The study, which looked at data from the National Health Service (NHS) from January 2020 to December 2021, found some pretty stark differences. For kids aged 5-18, there were 17 extra cases of inflammatory conditions like Kawasaki disease per 100,000 after a first infection. Compare that to nearly 2 fewer cases per 100,000 after the first Pfizer/BioNTech shot. Myocarditis? Two extra cases per 100,000 post-infection, versus less than one extra case after vaccination.
Now, let's be clear: both infection and vaccination carry risks. But the scale seems to be different. During the study, 3.9 million kids got the Pfizer jab, and 3.4 million were diagnosed with COVID for the first time. The infection rate is high, and the risks associated with it appear higher still.
The study also claims that COVID-19 vaccines reduce the risk of heart attacks and strokes for at least six months after vaccination. It's a bold claim, and I'd want to dig into the specifics of that data before giving it my full endorsement (specifically, what age groups are we talking about, and what were the pre-existing conditions?).

The problem is, numbers alone don't always win the day. Remember the myocarditis concerns? Reports of vaccine-triggered myocarditis, even though usually mild, caused enough concern to delay the UK's rollout of vaccines to younger kids until April 2022. Perception, fueled by anecdotal reports and amplified by social media, can outweigh statistical realities.
And this is the part of the report that I find genuinely puzzling: Why did reports of vaccine-related myocarditis gain so much traction, while the higher risks associated with actual infection seemed to fade into the background? Was it a matter of timing? (Reports of COVID-19 infections causing myocarditis were published as early as April 2020, vaccinations began in December 2020, after which reports of vaccines triggering myocarditis emerged.) Or was there something else at play – a pre-existing skepticism about vaccines that made people more receptive to negative news?
It's like the old saying: "A lie can travel halfway around the world while the truth is putting on its shoes." In this case, the "lie" wasn't necessarily a deliberate falsehood, but rather a disproportionate focus on one particular risk, obscuring the broader picture.

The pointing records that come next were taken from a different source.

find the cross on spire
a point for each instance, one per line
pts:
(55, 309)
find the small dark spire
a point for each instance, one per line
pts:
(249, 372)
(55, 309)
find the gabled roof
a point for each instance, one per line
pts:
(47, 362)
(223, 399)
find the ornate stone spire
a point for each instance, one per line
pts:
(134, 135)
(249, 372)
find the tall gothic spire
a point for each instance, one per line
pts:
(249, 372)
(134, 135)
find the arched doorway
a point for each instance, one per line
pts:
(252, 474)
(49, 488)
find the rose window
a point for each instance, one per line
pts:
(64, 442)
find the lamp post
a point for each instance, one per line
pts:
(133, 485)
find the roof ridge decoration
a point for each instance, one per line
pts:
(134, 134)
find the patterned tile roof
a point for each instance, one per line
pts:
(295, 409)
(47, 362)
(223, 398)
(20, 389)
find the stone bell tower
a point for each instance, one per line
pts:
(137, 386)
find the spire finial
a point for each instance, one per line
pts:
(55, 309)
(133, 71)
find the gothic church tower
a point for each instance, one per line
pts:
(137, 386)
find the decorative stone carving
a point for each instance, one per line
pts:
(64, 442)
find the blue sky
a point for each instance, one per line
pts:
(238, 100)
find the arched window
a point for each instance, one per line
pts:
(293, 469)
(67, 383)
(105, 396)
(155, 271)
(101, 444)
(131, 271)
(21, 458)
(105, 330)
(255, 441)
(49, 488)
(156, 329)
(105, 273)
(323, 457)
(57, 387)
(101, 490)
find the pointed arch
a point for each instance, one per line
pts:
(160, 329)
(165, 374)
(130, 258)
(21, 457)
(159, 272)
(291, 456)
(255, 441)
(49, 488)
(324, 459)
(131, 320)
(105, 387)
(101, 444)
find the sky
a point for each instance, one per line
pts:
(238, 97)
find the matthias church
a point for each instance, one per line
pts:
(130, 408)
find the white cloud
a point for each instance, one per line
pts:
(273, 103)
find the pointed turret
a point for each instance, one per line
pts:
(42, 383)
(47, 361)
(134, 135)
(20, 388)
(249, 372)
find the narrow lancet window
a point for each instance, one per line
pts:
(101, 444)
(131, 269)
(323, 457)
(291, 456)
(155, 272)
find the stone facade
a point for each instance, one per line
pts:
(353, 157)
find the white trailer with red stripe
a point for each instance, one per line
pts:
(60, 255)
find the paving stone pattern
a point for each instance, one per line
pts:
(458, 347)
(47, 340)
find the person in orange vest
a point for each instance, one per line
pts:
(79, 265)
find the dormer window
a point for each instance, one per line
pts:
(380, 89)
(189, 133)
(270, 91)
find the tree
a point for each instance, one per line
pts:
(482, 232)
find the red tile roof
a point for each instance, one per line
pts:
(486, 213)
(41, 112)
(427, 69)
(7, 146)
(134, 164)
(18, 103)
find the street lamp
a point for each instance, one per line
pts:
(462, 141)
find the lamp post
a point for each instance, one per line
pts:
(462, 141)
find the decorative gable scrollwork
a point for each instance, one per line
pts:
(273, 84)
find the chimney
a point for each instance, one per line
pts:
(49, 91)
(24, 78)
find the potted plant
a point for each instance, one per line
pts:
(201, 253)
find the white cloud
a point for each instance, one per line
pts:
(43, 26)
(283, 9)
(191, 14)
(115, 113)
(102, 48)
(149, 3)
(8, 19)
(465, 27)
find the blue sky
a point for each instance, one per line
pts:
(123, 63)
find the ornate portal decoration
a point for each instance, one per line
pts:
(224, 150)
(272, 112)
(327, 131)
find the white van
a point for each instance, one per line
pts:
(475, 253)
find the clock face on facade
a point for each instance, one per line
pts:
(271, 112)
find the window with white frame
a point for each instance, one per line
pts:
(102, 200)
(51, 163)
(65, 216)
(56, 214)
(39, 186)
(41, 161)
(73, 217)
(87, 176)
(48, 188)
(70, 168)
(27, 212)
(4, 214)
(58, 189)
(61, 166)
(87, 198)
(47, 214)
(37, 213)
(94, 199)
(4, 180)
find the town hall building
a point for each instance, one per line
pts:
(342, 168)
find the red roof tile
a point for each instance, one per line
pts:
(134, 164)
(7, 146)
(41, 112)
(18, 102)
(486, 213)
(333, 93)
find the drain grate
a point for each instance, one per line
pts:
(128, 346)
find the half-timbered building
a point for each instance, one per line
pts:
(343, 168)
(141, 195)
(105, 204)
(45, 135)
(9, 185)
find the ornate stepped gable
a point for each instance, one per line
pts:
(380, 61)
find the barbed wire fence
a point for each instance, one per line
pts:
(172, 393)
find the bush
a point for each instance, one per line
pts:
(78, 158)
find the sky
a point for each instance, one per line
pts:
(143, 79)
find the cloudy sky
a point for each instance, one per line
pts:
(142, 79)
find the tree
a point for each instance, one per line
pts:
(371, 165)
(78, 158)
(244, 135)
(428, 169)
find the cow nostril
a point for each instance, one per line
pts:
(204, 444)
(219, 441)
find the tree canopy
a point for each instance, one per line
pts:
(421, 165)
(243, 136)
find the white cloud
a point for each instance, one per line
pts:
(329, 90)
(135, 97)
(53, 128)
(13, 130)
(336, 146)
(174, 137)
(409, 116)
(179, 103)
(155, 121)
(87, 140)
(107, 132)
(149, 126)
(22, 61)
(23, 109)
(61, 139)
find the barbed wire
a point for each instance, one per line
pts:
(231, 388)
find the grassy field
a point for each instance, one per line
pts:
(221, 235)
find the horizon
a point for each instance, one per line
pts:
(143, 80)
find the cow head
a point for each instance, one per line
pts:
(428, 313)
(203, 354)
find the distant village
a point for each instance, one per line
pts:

I've looked at hundreds of these reports, and this particular focus on myocarditis is unusual. It's not that the concern is unwarranted, it's that the concern is disproportionate relative to the actual data. Covid raises risk of heart issues in children more than vaccination - New Scientist
The real casualty here isn't necessarily public health – the vaccines still seem to be doing their job, on balance. The real casualty is trust. Trust in the numbers, trust in the institutions that generate those numbers, and trust in the experts who interpret them.
The data is clear: COVID-19 infection poses a greater risk to children's cardiovascular health than vaccination. But if people feel the opposite is true, then the numbers are almost irrelevant.